OnlyFans is on a mission to redefine porn. With $1.3 billion in revenue and over 300 million users, the fast-growing company has fused sex work with the online creator economy so successfully that it has branched out into comedy, music and motor-racing.
But for all its ambition and influence, the inner workings of OnlyFans remain opaque. It has just a few dozen employees even as its user base has almost quadrupled in recent years. Its billionaire owner is rarely seen in public or even mentioned in talks by its CEO.
There’s no company sign outside its registered London address, and a significant but secretive part of its operations — including content moderation — is based in Ukraine, a country at war.
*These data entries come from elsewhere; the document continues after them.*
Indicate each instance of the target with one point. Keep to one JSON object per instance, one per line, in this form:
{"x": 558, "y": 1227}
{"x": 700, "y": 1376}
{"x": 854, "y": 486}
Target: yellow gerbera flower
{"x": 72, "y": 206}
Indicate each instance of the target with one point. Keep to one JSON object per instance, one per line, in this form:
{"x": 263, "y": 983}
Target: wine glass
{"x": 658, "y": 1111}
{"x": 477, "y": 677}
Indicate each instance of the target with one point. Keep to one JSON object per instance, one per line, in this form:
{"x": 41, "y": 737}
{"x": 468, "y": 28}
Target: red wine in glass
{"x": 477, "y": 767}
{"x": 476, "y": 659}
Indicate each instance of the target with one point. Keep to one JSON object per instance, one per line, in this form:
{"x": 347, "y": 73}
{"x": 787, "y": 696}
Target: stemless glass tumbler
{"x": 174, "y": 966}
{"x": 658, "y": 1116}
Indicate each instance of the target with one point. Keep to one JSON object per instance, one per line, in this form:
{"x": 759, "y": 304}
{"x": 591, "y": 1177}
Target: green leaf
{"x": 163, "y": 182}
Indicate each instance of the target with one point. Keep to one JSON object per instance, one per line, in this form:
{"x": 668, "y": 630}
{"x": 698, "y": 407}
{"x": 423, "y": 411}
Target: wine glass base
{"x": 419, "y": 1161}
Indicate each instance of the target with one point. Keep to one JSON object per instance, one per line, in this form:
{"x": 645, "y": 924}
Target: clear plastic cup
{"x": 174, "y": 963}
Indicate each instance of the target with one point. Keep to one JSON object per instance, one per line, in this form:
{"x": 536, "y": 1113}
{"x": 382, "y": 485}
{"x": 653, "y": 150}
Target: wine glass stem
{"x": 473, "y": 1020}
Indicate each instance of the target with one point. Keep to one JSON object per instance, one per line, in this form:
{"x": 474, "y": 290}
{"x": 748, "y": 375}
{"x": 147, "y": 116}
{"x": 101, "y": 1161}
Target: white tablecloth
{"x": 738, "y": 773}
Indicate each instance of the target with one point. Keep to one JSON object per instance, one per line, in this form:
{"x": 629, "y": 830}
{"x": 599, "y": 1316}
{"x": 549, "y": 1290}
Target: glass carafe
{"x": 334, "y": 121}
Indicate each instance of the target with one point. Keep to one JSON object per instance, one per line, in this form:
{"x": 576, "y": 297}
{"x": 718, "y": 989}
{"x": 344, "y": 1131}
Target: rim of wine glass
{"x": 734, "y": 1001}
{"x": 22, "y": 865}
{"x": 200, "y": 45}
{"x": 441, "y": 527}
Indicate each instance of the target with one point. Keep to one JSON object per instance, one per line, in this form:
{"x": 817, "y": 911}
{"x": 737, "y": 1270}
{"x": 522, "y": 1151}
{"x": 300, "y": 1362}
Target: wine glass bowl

Reuters traced OnlyFans’ journey from an obscure, porn-free site created by a British family to an adults-only social media phenomenon turbocharged by erotic performers and celebrity influencers, worth billions of dollars. As it’s grown, OnlyFans has sought to use explicit content — its seemingly bottomless source of revenue — as a springboard to greater scale, positioning itself as a tech pioneer with a place among social media giants such as Instagram and X.
Key to that effort is making porn more socially acceptable and distancing the company from the abuses often associated with the industry. The public face of OnlyFans is CEO Keily Blair, an Irish lawyer and self-described feminist and “safety nerd” promoted to the top job in 2023. In public appearances, Bl.